(385u) Nutrient Sourcing and Process Optimization in Microbial Plastic Waste Valorization and a Molecular Level Study of the Effects of Nutrients of Target By-Products

Plastic waste has been a long-standing environmental and societal issue in the modern world, and the subject of plastic recycling is extensively studied. Biological upcycling of plastic waste is an attractive topic and the prospects of using microbial cell factories include sustainability, circular economy, and a potential for production of value-added products. While a variety of organisms have been studied for their ability to utilize plastic waste, the complexity and stability of molecules present in plastic extend the process time and decrease its yield. The oleaginous yeast Candida maltosa is one of the species that has been studied for its ability to utilize representative hydrocarbon molecules. While C. maltosa’s impressive ability to grow on hydrophobic substrates as carbon sources introduces the possibility of biological upcycling plastic waste, the efficiency of the process needs to be targeted to make it a viable option for scale-up. To this end, it is essential to look into media components and their effects in the uptake process, while strategizing nutrient sourcing to enhance performance by replacing conventional media components with those that have a more pronounced impact on the yield. This process can also help in identifying potential product targets for the valorization of plastic waste into value-added products. Looking at the molecular impacts of nutrient optimization can provide valuable insights into the use of microbial systems for plastic upcycling.

Results and Conclusions

In this study, various organic and inorganic nitrogen sources including ammonium sulfate, urea, and casamino acids were tested to determine their effects on biomass production when hydrocarbon molecules are used as the sole carbon source in the media. Yeast cells are equipped with a nitrogen catabolic repression system that senses the type of nitrogenous compounds present in the environment and use them according to cell selectivity. Ammonium sulfate is expected that it would result in the highest growth possible. Urea, which is an organic nitrogen source and the main component of urine can be used to replace ammonium sulfate in this process without sacrificing the yield. In addition to supporting growth, urine is a waste stream that can be effectively utilized in this process.

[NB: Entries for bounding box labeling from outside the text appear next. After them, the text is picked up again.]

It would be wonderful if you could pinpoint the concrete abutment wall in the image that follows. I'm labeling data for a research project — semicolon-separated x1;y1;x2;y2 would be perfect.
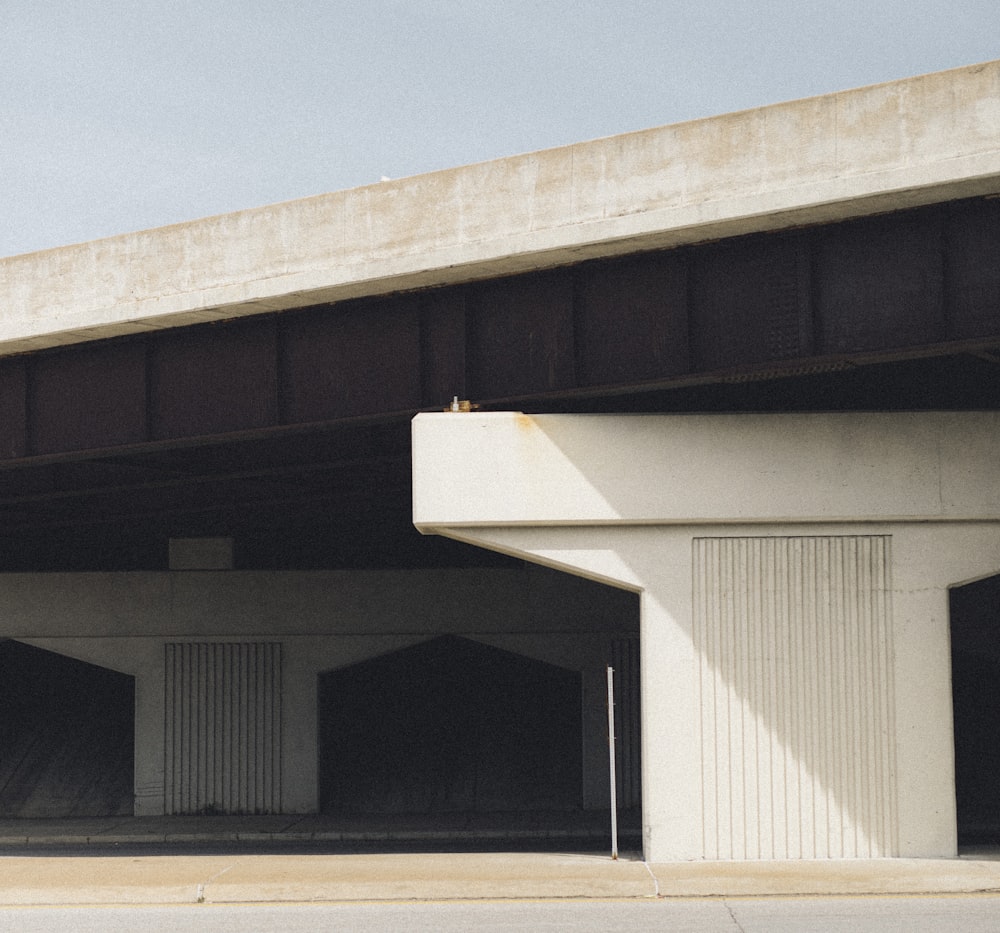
414;413;1000;861
0;567;638;815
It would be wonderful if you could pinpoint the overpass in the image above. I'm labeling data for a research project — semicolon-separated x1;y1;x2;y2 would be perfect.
0;56;1000;857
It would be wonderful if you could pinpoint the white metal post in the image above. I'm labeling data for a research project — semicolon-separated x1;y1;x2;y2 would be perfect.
608;666;618;859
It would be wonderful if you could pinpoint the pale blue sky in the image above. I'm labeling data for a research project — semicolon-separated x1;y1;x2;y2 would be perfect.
0;0;1000;256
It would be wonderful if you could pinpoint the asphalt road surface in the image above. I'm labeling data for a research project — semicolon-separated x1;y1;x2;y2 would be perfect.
0;895;1000;933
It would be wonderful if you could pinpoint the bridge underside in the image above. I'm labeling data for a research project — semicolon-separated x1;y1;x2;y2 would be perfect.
0;199;1000;852
0;198;1000;571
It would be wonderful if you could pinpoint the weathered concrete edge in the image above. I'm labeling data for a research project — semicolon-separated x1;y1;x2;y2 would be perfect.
0;62;1000;354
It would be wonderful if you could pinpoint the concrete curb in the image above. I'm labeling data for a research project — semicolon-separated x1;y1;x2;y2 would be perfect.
0;852;1000;906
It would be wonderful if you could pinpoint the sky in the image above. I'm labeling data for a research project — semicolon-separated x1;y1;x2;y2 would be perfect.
0;0;1000;256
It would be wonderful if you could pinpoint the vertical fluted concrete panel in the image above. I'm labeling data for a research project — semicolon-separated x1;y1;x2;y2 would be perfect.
693;536;898;859
164;642;281;813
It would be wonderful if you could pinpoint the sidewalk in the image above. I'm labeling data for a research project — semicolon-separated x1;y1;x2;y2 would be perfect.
0;852;1000;906
0;817;1000;906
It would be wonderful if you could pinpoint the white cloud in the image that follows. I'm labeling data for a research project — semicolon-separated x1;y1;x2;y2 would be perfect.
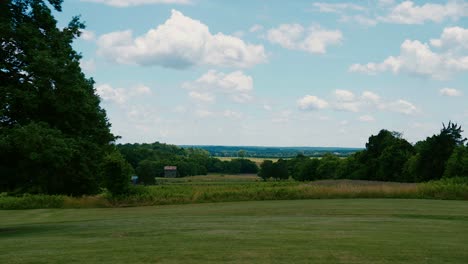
195;109;215;118
266;24;343;54
361;91;380;104
312;2;366;13
80;59;96;74
130;84;152;96
379;1;468;24
379;0;395;7
223;110;242;119
96;84;127;104
339;15;377;27
297;95;329;111
81;0;192;7
297;90;420;115
349;28;468;80
439;88;462;96
333;90;361;112
431;27;468;49
385;99;419;115
98;10;266;69
80;29;96;41
249;24;263;33
189;91;215;103
96;84;152;105
359;115;375;122
335;89;355;101
182;70;253;103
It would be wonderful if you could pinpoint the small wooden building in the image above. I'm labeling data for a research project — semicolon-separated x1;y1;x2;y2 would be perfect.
164;166;177;178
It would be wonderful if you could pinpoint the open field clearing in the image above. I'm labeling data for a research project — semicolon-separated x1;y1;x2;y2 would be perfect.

Furthermore, when hydrocarbon-based substrates were used in conjunction with replacing ammonium sulfate in the media with casamino acids, a general trend of increase in final biomass production was observed, which is especially important for longer-chain hydrocarbon compounds. Hence, a replacement of the nitrogen source is considered an effective way to increase the uptake. The use of casamino acids as the sole nitrogen source for the process was shown to also affect intracellular protein accumulation in most cases, compared to when glucose was used as the carbon source. Proteomics data shows that proteins involved in fatty acid production pathways are found in the cells grown in hydrophobic substrates which can point to a valuable set of byproducts that can be targeted for valorization.

Aside from this, phosphorus and other components of the media were also studied for replacement and optimization. Different phosphorous compounds were also tested at various concentrations and proved not to have an effect. Also, all the vitamins and trace metals in standard media were replaced by a human multivitamin which resulted in an increased growth, while significantly reducing process costs. Process conditions such as aeration also showed a significant effect in increasing biomass production.